Anders Claesson ; Svante Linusson - $n!$ matchings, $n!$ posets (extended abstract)

dmtcs:2817 - Discrete Mathematics & Theoretical Computer Science, January 1, 2010, DMTCS Proceedings vol. AN, 22nd International Conference on Formal Power Series and Algebraic Combinatorics (FPSAC 2010) - https://doi.org/10.46298/dmtcs.2817
$n!$ matchings, $n!$ posets (extended abstract)Article

Authors: Anders Claesson 1; Svante Linusson 2

  • 1 The Mathematics Institute, Reyjavik University
  • 2 Department of Mathematics

We show that there are $n!$ matchings on $2n$ points without, so called, left (neighbor) nestings. We also define a set of naturally labelled $(2+2)$-free posets, and show that there are $n!$ such posets on $n$ elements. Our work was inspired by Bousquet-Mélou, Claesson, Dukes and Kitaev [J. Combin. Theory Ser. A. 117 (2010) 884―909]. They gave bijections between four classes of combinatorial objects: matchings with no neighbor nestings (due to Stoimenow), unlabelled $(2+2)$-free posets, permutations avoiding a specific pattern, and so called ascent sequences. We believe that certain statistics on our matchings and posets could generalize the work of Bousquet-Mélou et al. and we make a conjecture to that effect. We also identify natural subsets of matchings and posets that are equinumerous to the class of unlabeled $(2+2)$-free posets. We give bijections that show the equivalence of (neighbor) restrictions on nesting arcs with (neighbor) restrictions on crossing arcs. These bijections are thought to be of independent interest. One of the bijections maps via certain upper-triangular integer matrices that have recently been studied by Dukes and Parviainen [Electron. J. Combin. 17 (2010) #R53].

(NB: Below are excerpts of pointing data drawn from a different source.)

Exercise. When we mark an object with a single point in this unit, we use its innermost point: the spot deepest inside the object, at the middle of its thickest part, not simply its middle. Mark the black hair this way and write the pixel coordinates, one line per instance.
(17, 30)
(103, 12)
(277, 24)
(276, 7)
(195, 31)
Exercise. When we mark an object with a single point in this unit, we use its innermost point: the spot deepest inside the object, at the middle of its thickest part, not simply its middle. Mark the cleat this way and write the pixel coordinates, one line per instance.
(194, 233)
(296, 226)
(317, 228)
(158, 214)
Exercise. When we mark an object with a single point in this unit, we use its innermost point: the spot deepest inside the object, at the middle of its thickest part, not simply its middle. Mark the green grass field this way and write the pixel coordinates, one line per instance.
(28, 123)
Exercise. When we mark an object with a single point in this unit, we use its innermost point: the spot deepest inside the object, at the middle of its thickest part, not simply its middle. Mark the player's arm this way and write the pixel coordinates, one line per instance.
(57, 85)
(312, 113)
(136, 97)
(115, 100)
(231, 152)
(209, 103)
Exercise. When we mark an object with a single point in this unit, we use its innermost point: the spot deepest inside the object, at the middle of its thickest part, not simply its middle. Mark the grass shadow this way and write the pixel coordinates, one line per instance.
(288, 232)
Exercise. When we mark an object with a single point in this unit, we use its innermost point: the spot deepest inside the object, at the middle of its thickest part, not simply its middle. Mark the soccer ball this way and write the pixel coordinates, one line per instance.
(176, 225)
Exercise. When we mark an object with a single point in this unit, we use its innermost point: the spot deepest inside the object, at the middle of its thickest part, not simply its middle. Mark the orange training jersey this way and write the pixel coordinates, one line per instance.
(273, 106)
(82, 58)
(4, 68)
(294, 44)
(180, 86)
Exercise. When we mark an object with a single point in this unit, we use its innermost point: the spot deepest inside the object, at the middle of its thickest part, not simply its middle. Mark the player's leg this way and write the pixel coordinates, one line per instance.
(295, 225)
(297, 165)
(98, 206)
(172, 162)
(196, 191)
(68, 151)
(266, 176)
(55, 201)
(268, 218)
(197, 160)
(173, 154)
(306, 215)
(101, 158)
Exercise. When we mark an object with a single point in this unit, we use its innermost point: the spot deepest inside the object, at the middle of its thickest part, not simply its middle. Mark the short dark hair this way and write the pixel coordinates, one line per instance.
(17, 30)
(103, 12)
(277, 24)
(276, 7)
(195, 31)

Volume: DMTCS Proceedings vol. AN, 22nd International Conference on Formal Power Series and Algebraic Combinatorics (FPSAC 2010)
Section: Proceedings
Published on: January 1, 2010
Imported on: January 31, 2017
Keywords: matching,poset,inversion table,permutation,ascent sequence,nesting,crossing,[MATH.MATH-CO] Mathematics [math]/Combinatorics [math.CO],[INFO.INFO-DM] Computer Science [cs]/Discrete Mathematics [cs.DM]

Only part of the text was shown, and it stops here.